In Germany, cybercrime is no longer a side issue but a macroeconomic factor. This piece summarizes the situation as of 2023, highlights key market figures, and translates them into concrete action items for organizations.

Threat Landscape: Numbers, Not Gut Feel

According to Bitkom, damages from cybercrime in Germany in 2023 again exceeded 200 billion euros – the third consecutive year at this level. The main driver remained ransomware campaigns following the double-extortion pattern: data encrypted, plus the threat of publication. Targeted attacks on cash-rich organizations – "Big Game Hunting" – aggravated the picture.

Cyber threats are growing structurally, not cyclically. Organizations that did not invest heavily in resilience in 2023 face a noticeably larger catch-up effort in 2024.

Policy, Institutions, and Key Events

The BSI's 19th German IT Security Congress in 2023 was held under the motto "Digital Security for a Sustainable Future". In parallel, the German government prepared the national transposition of the NIS 2 Directive. The cyber security skills shortage remained a dominant theme.

Market Development

  • Market size 2023: approx. €5.81 billion.
  • Security services: approx. €3.19 billion – the dominant segment.
  • Forecast 2028: approx. €7.13 billion, with double-digit annual growth in services.

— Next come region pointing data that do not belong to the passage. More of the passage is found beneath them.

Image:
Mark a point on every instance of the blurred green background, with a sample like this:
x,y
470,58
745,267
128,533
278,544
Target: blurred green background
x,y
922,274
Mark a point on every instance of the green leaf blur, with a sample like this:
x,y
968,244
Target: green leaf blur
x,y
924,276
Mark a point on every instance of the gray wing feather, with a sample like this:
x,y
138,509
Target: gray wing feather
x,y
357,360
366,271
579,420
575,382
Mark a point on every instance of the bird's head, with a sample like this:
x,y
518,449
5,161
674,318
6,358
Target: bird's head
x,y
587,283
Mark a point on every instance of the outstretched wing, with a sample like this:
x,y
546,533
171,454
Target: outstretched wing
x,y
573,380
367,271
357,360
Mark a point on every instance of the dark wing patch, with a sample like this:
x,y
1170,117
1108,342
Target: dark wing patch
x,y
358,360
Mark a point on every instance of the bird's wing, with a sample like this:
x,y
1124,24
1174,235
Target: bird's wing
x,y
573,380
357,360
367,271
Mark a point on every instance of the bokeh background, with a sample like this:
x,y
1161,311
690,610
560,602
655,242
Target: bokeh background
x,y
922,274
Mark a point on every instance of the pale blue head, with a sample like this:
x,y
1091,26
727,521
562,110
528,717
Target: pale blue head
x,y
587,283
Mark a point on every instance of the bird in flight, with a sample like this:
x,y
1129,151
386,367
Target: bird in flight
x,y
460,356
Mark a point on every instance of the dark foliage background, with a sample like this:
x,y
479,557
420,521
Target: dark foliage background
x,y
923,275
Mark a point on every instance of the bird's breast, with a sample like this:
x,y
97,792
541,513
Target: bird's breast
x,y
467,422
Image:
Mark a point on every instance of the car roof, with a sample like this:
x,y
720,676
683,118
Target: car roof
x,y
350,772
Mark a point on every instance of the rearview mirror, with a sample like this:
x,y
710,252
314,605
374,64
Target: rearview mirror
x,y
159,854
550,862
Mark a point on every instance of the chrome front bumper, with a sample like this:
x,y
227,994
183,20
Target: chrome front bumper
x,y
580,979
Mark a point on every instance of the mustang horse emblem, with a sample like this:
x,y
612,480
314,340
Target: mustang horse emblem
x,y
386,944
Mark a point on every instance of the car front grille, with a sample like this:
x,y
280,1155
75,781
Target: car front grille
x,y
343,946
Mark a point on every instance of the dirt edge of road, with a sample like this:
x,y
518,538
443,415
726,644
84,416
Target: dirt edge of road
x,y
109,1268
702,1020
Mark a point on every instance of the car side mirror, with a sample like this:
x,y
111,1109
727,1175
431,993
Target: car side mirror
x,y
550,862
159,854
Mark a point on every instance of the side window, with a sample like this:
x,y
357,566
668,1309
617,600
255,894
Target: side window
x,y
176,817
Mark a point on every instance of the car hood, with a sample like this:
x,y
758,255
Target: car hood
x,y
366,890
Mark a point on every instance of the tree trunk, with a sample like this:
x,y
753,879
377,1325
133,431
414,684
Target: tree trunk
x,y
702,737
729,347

Growth drivers include expanding managed security offerings, the implementation of regulatory mandates (NIS 2, KRITIS, DORA), and rising demand for specialized incident response support.

Concrete Actions for Organizations

  • Nail the fundamentals: MFA everywhere, EDR on every endpoint, patch and vulnerability management.
  • Make backups resilient: Offline and immutable backups, regularly tested restores.
  • Prepare incident response: Playbooks, retainers, drilled communication – see the incident response guide.
  • Anchor awareness: Recurring training, phishing simulations, reporting culture.
  • Factor in compliance: ISO 27001 and NIS 2 as the red thread through the entire program.

Actions for Individuals

  • Manage strong, unique passwords in a password manager.
  • Keep software and apps up to date.
  • Stay skeptical of unexpected emails, calls, or messages.
  • Back up and encrypt important data regularly.
  • Stay informed about current threats – at work and at home.

Conclusion

The 2023 picture is clear: cybercrime is a structural risk, not a temporary state. Regulation, market growth, and professional adversaries all meet a tight labor market. Organizations that tackle fundamentals, resilience, and incident response together noticeably shift the risk – and make the difference between an unpleasant incident and a corporate crisis.